Winter is ambling along here in the heart of the Ozarks. The days are growing longer and spirits are rising. As an Erie, PA native it has been wonderful to see my first serious snowfall at East Wind in the three winters I’ve lived here. The weather this winter has been kind to a northerner: plenty of freezing cold with a sprinkling of sunny sixty degree plus days. The farm is busy with a number of projects, including butchering season and the building of our new shower house.
Fran, the Foopin manager, starting in on a pig quarter
Foopin, the dedicated food processing room, has been bustling with the butchering of several pigs, cows, and deer (along with all the year round dairy processing, of course). East Wind’s freezers are filling up with tenderloins, bacon, ribs, hams, beef, and a variety of tasty sausages.

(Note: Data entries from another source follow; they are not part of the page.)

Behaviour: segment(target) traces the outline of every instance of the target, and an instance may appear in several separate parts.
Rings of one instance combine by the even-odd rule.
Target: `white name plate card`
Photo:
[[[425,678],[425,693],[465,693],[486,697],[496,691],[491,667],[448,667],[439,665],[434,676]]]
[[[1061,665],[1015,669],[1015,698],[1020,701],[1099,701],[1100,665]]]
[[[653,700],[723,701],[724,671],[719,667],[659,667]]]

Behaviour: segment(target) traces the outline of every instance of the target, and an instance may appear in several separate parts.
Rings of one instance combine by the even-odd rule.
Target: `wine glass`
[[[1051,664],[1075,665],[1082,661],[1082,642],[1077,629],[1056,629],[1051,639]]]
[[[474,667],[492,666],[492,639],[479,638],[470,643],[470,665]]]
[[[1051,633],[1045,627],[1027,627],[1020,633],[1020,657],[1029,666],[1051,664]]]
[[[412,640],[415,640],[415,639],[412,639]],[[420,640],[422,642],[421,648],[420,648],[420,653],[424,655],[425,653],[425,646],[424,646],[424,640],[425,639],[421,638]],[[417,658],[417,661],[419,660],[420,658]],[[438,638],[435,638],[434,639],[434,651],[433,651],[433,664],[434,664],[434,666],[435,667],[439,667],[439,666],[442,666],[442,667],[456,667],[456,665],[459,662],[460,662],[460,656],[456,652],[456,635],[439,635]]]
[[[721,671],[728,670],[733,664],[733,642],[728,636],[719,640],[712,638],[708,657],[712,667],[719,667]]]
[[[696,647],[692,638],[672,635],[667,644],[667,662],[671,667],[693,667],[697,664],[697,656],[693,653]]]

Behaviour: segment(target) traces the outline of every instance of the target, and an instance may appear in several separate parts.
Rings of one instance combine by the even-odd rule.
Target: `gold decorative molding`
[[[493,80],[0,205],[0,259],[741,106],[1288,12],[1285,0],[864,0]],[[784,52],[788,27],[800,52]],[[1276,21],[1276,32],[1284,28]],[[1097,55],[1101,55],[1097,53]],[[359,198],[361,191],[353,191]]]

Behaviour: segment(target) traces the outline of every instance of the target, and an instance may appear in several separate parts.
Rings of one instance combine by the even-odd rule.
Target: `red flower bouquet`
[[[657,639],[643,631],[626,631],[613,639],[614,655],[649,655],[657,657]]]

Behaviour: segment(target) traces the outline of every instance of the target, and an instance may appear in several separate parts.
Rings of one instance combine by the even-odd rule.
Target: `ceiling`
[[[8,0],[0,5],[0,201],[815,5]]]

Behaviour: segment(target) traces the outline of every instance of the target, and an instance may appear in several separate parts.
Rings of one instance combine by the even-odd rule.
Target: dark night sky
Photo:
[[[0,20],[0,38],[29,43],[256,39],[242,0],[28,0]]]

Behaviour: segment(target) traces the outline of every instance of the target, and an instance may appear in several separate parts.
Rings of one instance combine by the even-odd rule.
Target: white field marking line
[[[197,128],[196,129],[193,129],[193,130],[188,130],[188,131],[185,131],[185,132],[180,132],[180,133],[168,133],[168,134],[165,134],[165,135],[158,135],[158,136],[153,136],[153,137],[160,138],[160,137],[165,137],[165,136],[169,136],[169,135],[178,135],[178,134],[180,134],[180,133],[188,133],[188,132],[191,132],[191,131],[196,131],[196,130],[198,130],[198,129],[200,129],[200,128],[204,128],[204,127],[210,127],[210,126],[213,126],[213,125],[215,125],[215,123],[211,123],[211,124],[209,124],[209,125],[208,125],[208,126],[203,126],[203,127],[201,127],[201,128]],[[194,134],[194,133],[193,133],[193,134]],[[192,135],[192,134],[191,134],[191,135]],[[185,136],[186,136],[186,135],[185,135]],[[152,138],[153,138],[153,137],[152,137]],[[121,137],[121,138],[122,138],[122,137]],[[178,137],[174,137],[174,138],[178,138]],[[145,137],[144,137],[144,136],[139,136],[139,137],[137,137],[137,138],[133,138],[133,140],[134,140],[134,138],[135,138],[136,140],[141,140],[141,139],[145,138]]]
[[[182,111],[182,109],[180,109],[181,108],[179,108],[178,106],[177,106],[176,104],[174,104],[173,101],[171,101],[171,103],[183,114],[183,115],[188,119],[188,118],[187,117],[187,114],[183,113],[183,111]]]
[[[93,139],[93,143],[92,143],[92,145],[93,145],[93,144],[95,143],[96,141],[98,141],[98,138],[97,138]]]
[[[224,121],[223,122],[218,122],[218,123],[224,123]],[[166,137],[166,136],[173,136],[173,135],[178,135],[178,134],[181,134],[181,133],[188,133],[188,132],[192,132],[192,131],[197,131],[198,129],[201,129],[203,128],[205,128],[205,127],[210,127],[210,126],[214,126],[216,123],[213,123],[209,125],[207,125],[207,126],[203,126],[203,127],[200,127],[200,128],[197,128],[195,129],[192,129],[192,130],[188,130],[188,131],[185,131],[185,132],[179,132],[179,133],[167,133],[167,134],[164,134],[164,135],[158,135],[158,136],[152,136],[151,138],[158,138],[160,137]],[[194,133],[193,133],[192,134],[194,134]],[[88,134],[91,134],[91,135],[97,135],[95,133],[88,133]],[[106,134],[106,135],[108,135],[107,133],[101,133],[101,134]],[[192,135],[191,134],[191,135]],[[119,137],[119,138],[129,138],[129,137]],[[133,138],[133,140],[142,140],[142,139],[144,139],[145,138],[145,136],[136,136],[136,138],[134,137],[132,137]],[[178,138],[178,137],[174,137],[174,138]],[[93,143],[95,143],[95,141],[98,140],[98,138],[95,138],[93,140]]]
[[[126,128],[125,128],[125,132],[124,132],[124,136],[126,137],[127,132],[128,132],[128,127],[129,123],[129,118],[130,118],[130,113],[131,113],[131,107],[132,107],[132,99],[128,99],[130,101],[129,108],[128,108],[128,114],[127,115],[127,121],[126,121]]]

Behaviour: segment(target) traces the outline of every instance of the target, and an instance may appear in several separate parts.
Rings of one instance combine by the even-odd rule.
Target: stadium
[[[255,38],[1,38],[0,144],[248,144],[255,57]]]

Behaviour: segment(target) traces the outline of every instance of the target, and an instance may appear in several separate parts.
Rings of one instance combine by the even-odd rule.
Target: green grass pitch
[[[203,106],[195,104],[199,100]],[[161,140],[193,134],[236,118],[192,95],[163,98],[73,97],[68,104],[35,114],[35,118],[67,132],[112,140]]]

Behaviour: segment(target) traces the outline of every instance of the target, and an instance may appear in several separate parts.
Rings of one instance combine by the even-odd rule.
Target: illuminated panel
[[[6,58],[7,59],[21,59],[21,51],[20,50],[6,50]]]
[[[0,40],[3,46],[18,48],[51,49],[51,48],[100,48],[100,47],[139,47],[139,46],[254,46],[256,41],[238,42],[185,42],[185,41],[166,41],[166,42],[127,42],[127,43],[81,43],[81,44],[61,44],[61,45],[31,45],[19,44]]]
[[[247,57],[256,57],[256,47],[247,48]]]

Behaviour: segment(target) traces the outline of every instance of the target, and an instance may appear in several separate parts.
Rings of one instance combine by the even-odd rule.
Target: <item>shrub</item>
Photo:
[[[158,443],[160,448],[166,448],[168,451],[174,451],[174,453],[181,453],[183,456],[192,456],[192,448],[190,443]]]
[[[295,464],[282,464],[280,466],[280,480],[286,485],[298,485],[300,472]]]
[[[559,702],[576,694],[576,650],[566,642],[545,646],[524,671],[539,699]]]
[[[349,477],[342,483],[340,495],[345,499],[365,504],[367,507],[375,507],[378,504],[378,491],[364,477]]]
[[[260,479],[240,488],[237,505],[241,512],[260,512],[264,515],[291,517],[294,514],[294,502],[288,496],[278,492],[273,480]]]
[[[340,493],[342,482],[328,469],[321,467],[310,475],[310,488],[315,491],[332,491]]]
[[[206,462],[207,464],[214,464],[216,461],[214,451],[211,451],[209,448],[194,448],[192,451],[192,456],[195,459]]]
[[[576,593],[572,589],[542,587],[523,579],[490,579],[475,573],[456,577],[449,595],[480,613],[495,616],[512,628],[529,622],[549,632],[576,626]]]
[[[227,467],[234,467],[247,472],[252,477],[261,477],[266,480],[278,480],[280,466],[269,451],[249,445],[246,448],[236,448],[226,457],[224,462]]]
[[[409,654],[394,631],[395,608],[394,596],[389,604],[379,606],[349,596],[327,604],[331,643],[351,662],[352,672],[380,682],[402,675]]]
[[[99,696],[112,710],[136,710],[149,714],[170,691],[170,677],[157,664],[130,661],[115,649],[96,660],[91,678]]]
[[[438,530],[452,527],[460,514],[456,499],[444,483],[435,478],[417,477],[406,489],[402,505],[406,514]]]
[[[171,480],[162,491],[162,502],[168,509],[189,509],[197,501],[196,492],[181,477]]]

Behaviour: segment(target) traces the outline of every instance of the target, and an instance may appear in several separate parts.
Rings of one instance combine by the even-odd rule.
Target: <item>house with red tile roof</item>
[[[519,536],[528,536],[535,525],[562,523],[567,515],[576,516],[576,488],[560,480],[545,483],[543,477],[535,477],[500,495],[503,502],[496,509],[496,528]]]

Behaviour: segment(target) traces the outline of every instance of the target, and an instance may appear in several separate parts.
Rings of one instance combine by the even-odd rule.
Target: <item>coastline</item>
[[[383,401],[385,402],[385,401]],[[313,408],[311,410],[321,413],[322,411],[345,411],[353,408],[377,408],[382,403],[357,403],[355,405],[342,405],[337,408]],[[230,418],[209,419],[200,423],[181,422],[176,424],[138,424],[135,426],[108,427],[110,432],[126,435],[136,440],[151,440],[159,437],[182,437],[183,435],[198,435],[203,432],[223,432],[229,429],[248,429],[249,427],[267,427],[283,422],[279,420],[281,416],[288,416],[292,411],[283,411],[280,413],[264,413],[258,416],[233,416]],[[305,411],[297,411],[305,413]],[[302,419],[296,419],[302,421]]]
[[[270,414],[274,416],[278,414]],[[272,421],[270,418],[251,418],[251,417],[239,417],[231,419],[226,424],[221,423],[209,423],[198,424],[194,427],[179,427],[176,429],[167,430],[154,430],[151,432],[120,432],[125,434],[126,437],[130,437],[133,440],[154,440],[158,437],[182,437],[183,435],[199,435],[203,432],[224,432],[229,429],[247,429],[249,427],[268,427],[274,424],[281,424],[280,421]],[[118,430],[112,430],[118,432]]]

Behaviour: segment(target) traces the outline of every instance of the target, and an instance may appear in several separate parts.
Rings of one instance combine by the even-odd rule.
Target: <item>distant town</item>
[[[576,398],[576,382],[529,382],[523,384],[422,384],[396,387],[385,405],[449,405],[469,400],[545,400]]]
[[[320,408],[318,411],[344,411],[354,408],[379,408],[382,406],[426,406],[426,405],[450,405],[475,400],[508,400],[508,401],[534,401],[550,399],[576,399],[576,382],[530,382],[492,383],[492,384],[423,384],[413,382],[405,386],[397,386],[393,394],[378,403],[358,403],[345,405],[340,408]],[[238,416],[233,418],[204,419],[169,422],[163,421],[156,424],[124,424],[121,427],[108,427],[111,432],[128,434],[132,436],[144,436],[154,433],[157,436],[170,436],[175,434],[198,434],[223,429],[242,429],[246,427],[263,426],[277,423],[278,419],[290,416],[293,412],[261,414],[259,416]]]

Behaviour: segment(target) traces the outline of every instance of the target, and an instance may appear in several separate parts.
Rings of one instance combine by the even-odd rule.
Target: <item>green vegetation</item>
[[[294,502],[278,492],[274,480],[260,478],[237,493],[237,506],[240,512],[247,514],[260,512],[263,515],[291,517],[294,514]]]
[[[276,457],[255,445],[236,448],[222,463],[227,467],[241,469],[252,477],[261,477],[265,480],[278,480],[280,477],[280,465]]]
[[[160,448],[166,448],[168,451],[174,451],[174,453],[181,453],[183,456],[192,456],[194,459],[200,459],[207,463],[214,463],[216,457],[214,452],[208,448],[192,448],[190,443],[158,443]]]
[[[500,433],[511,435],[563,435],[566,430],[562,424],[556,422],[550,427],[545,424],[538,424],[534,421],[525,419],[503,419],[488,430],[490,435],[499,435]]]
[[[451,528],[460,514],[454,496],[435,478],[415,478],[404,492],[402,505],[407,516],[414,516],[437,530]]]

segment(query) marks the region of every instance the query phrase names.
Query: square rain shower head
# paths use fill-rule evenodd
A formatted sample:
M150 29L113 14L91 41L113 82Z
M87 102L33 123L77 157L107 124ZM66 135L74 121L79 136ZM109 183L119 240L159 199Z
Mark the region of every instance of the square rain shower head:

If you have no experience and want to learn about butchering, this is the place and time to do it!
Liesel and Mardock beginning on a deer they hunted as Indo and Roxy discuss mammal anatomy.
Just north of Foopin, garden manager Andrea took advantage of a nice warm day to harvest spinach. The garden is largely dormant at this time of year, but there are cold hardy greens- spinach and kale. The garlic, planted late fall, is slumbering under the snow and mulch waiting for spring growth. Riding on the success of last year’s experiment, onion starts in the hoophouse will be transplanted to the main garden in spring.
Andrea harvesting spinach. The new shower house, under construction, is in the background.
Construction on the shower house began in late summer with Brandon leading up the demolition of the old site, hooking up water and electric, putting up all walls, windows, doors, insulation, and the roof. The summer crew worked incredibly efficiently to get the structure solid and weatherproof. Beckie is heading up the completion of the project. The siding is nearly finished and there is much to do in the interior. Below you can find a short timelapse (my first dabbling) that was taken during August with the summer crew (it looks best in 720p!).
New member Max and Richard nailing in a board.
Of course, there is plenty of time for recreation in the winter time as well. This past week, a group of about ten communards hiked out to visit the ‘Ice Pillar.’ The pillar is located up a tributary valley to Lick Creek and only forms under certain conditions.
A pillar was indeed formed! A great way to spend part of an afternoon.
It has been a long time since my last written post. So long that a couple people were getting worried about me (shout out to MoonRaven growing the communal spirit in NYC)! Holiday traveling and dealing with the business left me with little spare time these past couple months. Soon I will have more time to jump back in the blog saddle and get back to at least once a month posts. I am SUPER interested in what YOU are curious about living at East Wind. Please feel free to ask questions and give feedback in the comments! I am constantly looking for blog inspiration. Until next time, here are the dairy cows in the orchard:
Three generations: grandmother Marmalade to the far right, mother Jackie Brown to the left, and daughter Mary Jane up front.